Etiologi kelumpuhan diafragma

Lumpuh diafragma disebabkan oleh kerusakan saraf frenikus, yang menghalangi impuls saraf dan menyebabkan kelumpuhan pada salah satu atau kedua sisi diafragma, yang mengakibatkan gangguan gerakan. Berikut ini adalah kemungkinan penyebab kelumpuhan diafragma. 1. Invasi atau kompresi tumor ganas Secara klinis paling umum, sebagian besar terlihat pada metastasis kelenjar getah bening mediastinum kanker paru-paru atau invasi langsung oleh kanker paru-paru pusat dan tumor mediastinum, juga kadang-kadang terlihat pada tumor ganas pada perikardium, jantung, dan pleura. 2. Kelumpuhan saraf frenikus traumatik Pembedahan yang melibatkan mediastinum, termasuk tumor mediastinum, kanker paru-paru, reseksi perikardium, bypass arteri koroner, dan pembedahan intrakardial langsung, dapat merusak atau bahkan memutuskan saraf frenikus. Saraf frenikus juga dapat rusak akibat berbagai jenis cedera dada dan peregangan leher rahim yang berlebihan pada bayi saat melahirkan. 3. Penyakit tulang belakang leher Saraf frenikus dapat tertekan atau rusak pada tingkat vertebra servikal 3-5 akibat trauma, tumor, osteofit servikal atau lesi cakram, dan tuberkulosis servikal. 4. Penyakit neurologis Penyakit batang otak yang melibatkan pusat pernapasan saraf frenikus, polineuritis menular, dll., kadang-kadang dapat menyebabkan kelumpuhan saraf frenikus.
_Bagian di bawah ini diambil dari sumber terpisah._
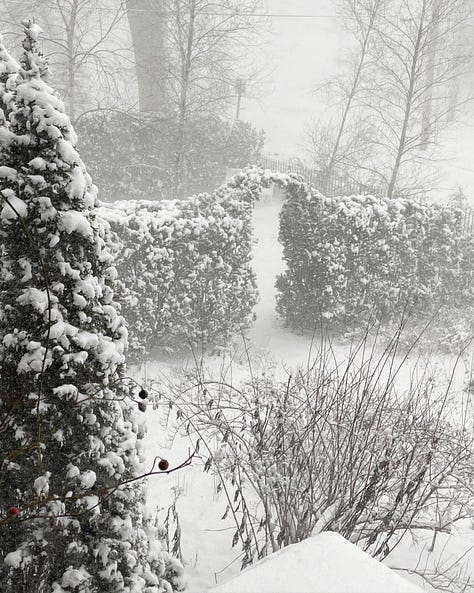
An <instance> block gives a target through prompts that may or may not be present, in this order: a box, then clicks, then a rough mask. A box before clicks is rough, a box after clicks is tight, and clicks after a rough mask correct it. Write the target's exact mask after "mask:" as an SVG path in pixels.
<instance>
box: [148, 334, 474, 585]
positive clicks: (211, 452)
mask: <svg viewBox="0 0 474 593" xmlns="http://www.w3.org/2000/svg"><path fill="white" fill-rule="evenodd" d="M400 341H401V338H400V330H399V331H397V332H396V333H395V334H394V336H392V340H391V342H390V344H389V345H388V346H387V347H386V349H385V350H384V351H382V352H380V351H379V350H378V348H377V345H374V344H373V342H372V341H371V340H370V339H369V336H368V334H365V336H364V339H362V340H361V341H360V342H359V343H357V344H354V346H353V348H352V349H351V350H350V352H347V353H346V355H345V357H344V361H343V362H341V361H340V359H338V356H337V353H336V352H335V351H334V350H333V349H332V347H331V342H330V340H329V339H324V338H323V339H322V341H321V344H320V347H319V349H315V351H314V360H313V361H312V362H311V361H310V362H308V365H307V366H305V368H298V369H293V370H289V371H286V372H287V375H286V376H281V375H280V376H277V375H276V374H275V372H274V371H266V372H256V371H255V369H252V368H250V369H249V371H250V372H249V376H248V378H246V379H244V380H243V381H242V382H240V383H238V384H236V383H235V382H233V381H232V378H229V376H230V377H232V375H233V374H234V371H229V372H226V373H223V374H222V375H221V376H218V377H216V376H215V375H213V374H212V372H208V371H206V369H203V368H201V367H200V368H197V369H196V370H194V371H190V372H188V373H187V375H185V376H184V378H183V379H182V381H181V383H178V384H173V383H172V382H170V383H169V384H167V385H166V384H160V385H157V386H156V389H157V391H158V393H159V398H160V401H163V400H166V399H169V401H170V402H172V403H173V405H174V406H175V407H176V408H177V418H178V426H180V424H179V421H180V420H179V419H181V422H182V425H181V426H182V428H183V429H184V430H185V431H186V432H187V433H192V434H195V433H197V434H199V436H200V437H201V441H202V443H204V447H205V448H206V449H207V451H208V453H209V457H208V459H207V462H206V464H205V470H211V471H213V472H214V474H215V476H216V480H217V482H218V484H219V485H218V491H219V490H222V492H223V493H224V495H225V497H226V498H227V502H228V505H227V510H226V512H225V514H224V517H227V516H228V517H233V519H234V521H235V523H236V530H235V532H234V534H233V545H237V544H239V545H240V546H241V547H242V549H243V560H242V561H243V565H244V566H245V565H247V564H251V563H252V562H254V561H255V560H256V559H258V558H261V557H263V556H265V555H267V554H269V553H271V552H275V551H276V550H278V549H279V548H282V547H284V546H287V545H289V544H292V543H296V542H299V541H301V540H303V539H305V538H307V537H309V536H310V535H311V534H315V533H319V532H322V531H335V532H337V533H340V534H341V535H343V536H344V537H345V538H347V539H349V540H350V541H352V542H354V543H358V544H359V545H360V546H361V547H363V548H364V549H366V550H368V551H369V552H370V553H371V554H372V555H374V556H376V557H379V558H384V557H386V556H387V555H388V554H389V552H390V551H391V550H392V549H393V548H394V547H396V546H397V544H398V542H399V541H400V539H401V538H402V537H403V535H404V534H405V533H406V532H407V531H408V530H412V531H413V532H415V531H416V530H417V529H423V530H429V531H431V533H432V536H433V537H435V534H436V532H438V531H441V532H443V531H444V532H447V533H449V532H450V529H451V526H452V525H453V523H454V522H455V521H456V520H457V519H459V518H463V517H470V516H472V513H473V511H474V507H473V498H472V491H473V490H472V489H473V488H474V472H473V469H472V468H473V465H472V464H473V460H474V433H473V432H472V428H473V427H472V419H470V418H469V417H467V416H466V415H465V405H466V404H465V402H462V401H460V399H459V394H458V393H457V392H454V391H453V392H451V390H450V387H451V380H452V377H449V378H444V379H443V380H441V379H440V377H439V376H437V375H434V374H433V372H432V370H430V369H429V368H428V367H425V368H424V369H423V370H422V371H419V372H418V373H417V374H415V372H414V371H412V370H410V369H409V368H407V365H408V362H407V359H406V358H402V357H400V356H399V353H398V346H399V344H400ZM407 371H408V372H407ZM407 375H410V377H409V378H408V377H407ZM407 381H408V387H407ZM201 450H203V449H201ZM450 590H454V588H453V589H450Z"/></svg>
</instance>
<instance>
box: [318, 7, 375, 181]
mask: <svg viewBox="0 0 474 593" xmlns="http://www.w3.org/2000/svg"><path fill="white" fill-rule="evenodd" d="M381 4H382V0H375V2H374V4H373V6H372V10H371V13H370V19H369V23H368V25H367V29H366V31H365V34H364V37H363V40H362V47H361V51H360V56H359V61H358V63H357V67H356V71H355V75H354V79H353V81H352V85H351V88H350V91H349V94H348V96H347V99H346V101H345V104H344V108H343V113H342V119H341V122H340V124H339V128H338V131H337V135H336V140H335V142H334V146H333V149H332V151H331V156H330V158H329V164H328V168H327V171H326V177H327V179H328V180H329V179H330V178H331V175H332V174H333V172H334V167H335V165H336V162H337V157H338V153H339V147H340V145H341V140H342V137H343V135H344V132H345V129H346V124H347V119H348V117H349V112H350V110H351V108H352V104H353V102H354V99H355V97H356V95H357V91H358V89H359V83H360V80H361V77H362V71H363V69H364V65H365V62H366V59H367V54H368V47H369V41H370V38H371V35H372V32H373V29H374V25H375V19H376V17H377V14H378V11H379V8H380V6H381ZM355 10H357V8H356V9H355Z"/></svg>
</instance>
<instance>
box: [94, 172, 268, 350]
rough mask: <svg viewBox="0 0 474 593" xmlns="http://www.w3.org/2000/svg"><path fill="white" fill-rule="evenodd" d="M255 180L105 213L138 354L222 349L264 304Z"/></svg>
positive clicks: (243, 180) (131, 329) (132, 349)
mask: <svg viewBox="0 0 474 593" xmlns="http://www.w3.org/2000/svg"><path fill="white" fill-rule="evenodd" d="M246 183H248V178H247V177H246V176H245V175H242V176H241V178H240V179H239V180H238V181H236V182H232V183H231V184H230V185H227V186H223V187H222V188H220V190H219V192H216V193H215V194H212V195H210V194H200V195H198V196H195V197H193V198H190V199H188V200H181V201H173V202H167V201H164V202H144V201H142V202H122V203H116V204H113V205H105V204H104V205H103V207H102V208H101V209H100V210H99V211H98V213H99V216H100V217H102V218H103V219H104V220H105V221H107V223H108V225H110V230H109V231H107V233H106V235H107V237H108V238H107V242H108V243H109V245H110V249H111V250H112V251H113V253H114V259H115V263H116V267H117V271H118V279H117V285H118V286H117V289H118V290H117V295H118V299H119V301H120V303H121V312H122V314H123V315H124V316H125V318H126V320H127V322H128V327H129V332H130V353H131V355H132V356H134V357H137V356H143V353H144V352H148V353H149V352H151V351H153V350H154V349H157V348H158V349H163V348H164V349H166V350H183V349H187V348H193V347H196V346H198V347H210V346H215V345H222V344H225V343H227V342H228V340H229V339H230V338H231V337H232V336H233V335H235V334H238V333H240V331H241V330H242V329H245V328H246V327H248V325H249V323H250V320H251V315H252V311H253V307H254V305H255V303H256V301H257V290H256V280H255V274H254V272H253V270H252V268H251V249H252V224H251V213H252V203H253V200H254V199H256V196H257V193H258V192H255V193H252V191H251V190H250V189H249V188H248V187H246Z"/></svg>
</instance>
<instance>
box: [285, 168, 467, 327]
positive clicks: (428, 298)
mask: <svg viewBox="0 0 474 593" xmlns="http://www.w3.org/2000/svg"><path fill="white" fill-rule="evenodd" d="M286 191H287V193H288V199H287V201H286V202H285V204H284V206H283V209H282V212H281V216H280V241H281V243H282V244H283V250H284V251H283V253H284V259H285V262H286V265H287V270H286V272H285V273H284V274H282V275H281V276H279V278H278V280H277V289H278V295H277V310H278V312H279V313H280V314H281V315H282V316H283V317H284V319H285V320H286V322H287V323H288V325H289V326H290V327H292V328H294V329H300V330H303V329H314V327H315V326H317V325H319V324H320V323H321V322H322V321H323V320H331V322H332V323H334V324H336V325H337V324H341V325H342V326H343V327H354V326H357V325H359V324H360V323H365V322H366V319H367V315H369V314H370V315H372V314H374V313H375V315H376V318H377V319H378V320H380V321H388V320H390V319H397V318H400V316H401V315H402V314H403V312H407V311H409V312H410V314H411V315H412V316H415V317H420V316H421V317H424V316H425V315H431V314H432V313H433V312H434V311H435V309H436V308H437V307H438V306H439V305H441V304H443V303H448V304H449V307H450V308H451V307H452V308H463V307H465V306H468V305H472V304H473V302H474V298H473V297H474V289H473V286H472V261H474V260H473V256H474V241H473V238H472V237H471V236H466V235H465V234H464V233H463V228H462V213H461V211H460V210H458V209H456V208H453V207H448V206H442V205H438V204H434V203H431V202H427V201H423V200H413V199H411V200H408V199H388V198H385V197H374V196H348V197H335V198H326V197H324V196H323V195H322V194H320V193H319V192H317V191H315V190H313V189H310V188H309V187H308V186H307V185H306V184H305V183H304V182H302V181H301V180H300V181H298V180H296V179H293V180H291V183H290V184H287V188H286ZM407 307H408V309H407ZM366 314H367V315H366Z"/></svg>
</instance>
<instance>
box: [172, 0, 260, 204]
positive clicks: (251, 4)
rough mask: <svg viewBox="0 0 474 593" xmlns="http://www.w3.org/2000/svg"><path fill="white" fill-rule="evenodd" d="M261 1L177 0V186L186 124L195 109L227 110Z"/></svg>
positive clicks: (179, 173) (181, 177)
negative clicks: (257, 8)
mask: <svg viewBox="0 0 474 593" xmlns="http://www.w3.org/2000/svg"><path fill="white" fill-rule="evenodd" d="M260 3H261V2H260V0H245V1H243V2H242V1H237V0H217V1H216V0H173V1H172V2H171V8H170V11H169V18H168V20H167V39H168V56H169V59H168V76H169V93H170V103H171V105H172V107H173V110H174V111H175V113H176V117H177V122H178V126H177V129H178V132H177V138H176V152H175V155H176V156H175V177H176V191H177V193H178V194H179V193H182V192H183V190H185V188H184V187H183V182H184V179H185V169H186V129H187V124H188V120H189V119H190V118H191V117H193V116H195V115H196V114H199V115H203V114H209V113H213V112H215V111H216V110H221V112H222V110H225V108H226V107H227V106H228V105H229V101H230V100H233V99H234V97H235V93H236V91H235V82H236V80H237V79H238V78H241V76H242V73H241V70H242V68H243V57H244V55H245V52H246V50H247V48H248V44H249V43H251V42H252V40H253V35H254V33H255V31H256V29H257V27H258V25H259V24H260V23H259V19H258V14H257V8H258V7H259V5H260Z"/></svg>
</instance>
Penyakit infeksi seperti poliomielitis, herpes zoster dan difteri dapat melibatkan saraf frenikus dan menyebabkan kelumpuhan. 6. Penyakit radang yang melibatkan mediastinum Tuberkulosis kelenjar getah bening mediastinum besar, mediastinitis, dan lain-lain dapat merusak saraf frenikus, tetapi hal ini sangat jarang terjadi secara klinis. 7. Pembedahan toraks Kadang-kadang terjadi ketika saraf secara tidak sengaja terluka akibat pembedahan toraks. 8, Penyakit unit saraf motorik lainnya, tuberkulosis, perikarditis, mediastinitis, pneumonia, keracunan timbal, dll. Sebagai contoh, aneurisma aorta raksasa menyebabkan kelumpuhan saraf frenikus kiri. Pada beberapa pasien, tidak ada penyebab yang jelas dari kelumpuhan saraf frenikus yang dapat ditemukan.